First Lady Michelle Obama returned to her murder-plagued hometown Wednesday to make an emotional plea for strengthening US gun laws, saying she too could have been a victim of brutal street violence while growing up.
Making a rare direct foray into the domestic policy debate, Obama held back tears as she recalled a young black Chicagoan named Hadiya Pendleton, who was shot dead one week after performing in President Barack Obama’s inauguration in January.
As she urged lawmakers and city officials to find constructive ways to combat youth bloodshed, Mrs. Obama mentioned how, when attending the 15-year-old’s funeral with the Pendleton family, “I couldn’t get over how familiar they felt to me.”
“Because what I realized is that… Hadiya Pendleton was me, and I was her,” Obama said as she held back tears.
“But I got to grow up, and go to Princeton and to Harvard Law School, and have a family and the most blessed life I could imagine. And Hadiya… we know that story.”
Obama recalled how a city school teacher told her about students who walk down the middle of the street after school, defying traffic, because it was the best way to avoid the shootings that have become all-too-common in some Chicago neighborhoods.
“I’m not talking about something that is happening in a war zone halfway around the world,” she said. “I’m talking about what’s happening in the city that we call home.”
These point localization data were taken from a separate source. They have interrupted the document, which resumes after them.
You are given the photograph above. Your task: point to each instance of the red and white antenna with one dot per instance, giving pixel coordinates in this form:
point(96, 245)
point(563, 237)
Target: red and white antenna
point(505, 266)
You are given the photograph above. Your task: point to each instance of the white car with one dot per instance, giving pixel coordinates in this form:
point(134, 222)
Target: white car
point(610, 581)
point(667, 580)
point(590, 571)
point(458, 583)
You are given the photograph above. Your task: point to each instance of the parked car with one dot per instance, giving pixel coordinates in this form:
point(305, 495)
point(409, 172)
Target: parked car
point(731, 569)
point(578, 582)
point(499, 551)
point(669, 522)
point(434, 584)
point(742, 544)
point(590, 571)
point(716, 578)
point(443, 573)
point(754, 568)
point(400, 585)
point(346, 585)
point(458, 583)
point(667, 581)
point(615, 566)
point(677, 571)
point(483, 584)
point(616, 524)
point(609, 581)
The first lady said President Obama was “fighting as hard as he can and engaging as many people as he can, to pass common-sense reforms to protect our children from gun violence.”
It is rare that first ladies engage so deeply in the nation’s political discourse. Hillary Clinton was widely criticized in the early 1990s for her role in trying to reform health care while husband Bill Clinton occupied the Oval Office.
Michelle Obama’s plea came shortly after Senate Democrats and Republicans announced a compromise deal on extending background checks to all commercial gun sales, including those at gun shows and on the Internet.
The White House had sought a similar but more-comprehensive, universal background check measure in the wake of the Newtown school massacre in December.
The legislation must pass the Senate and the House before it becomes law.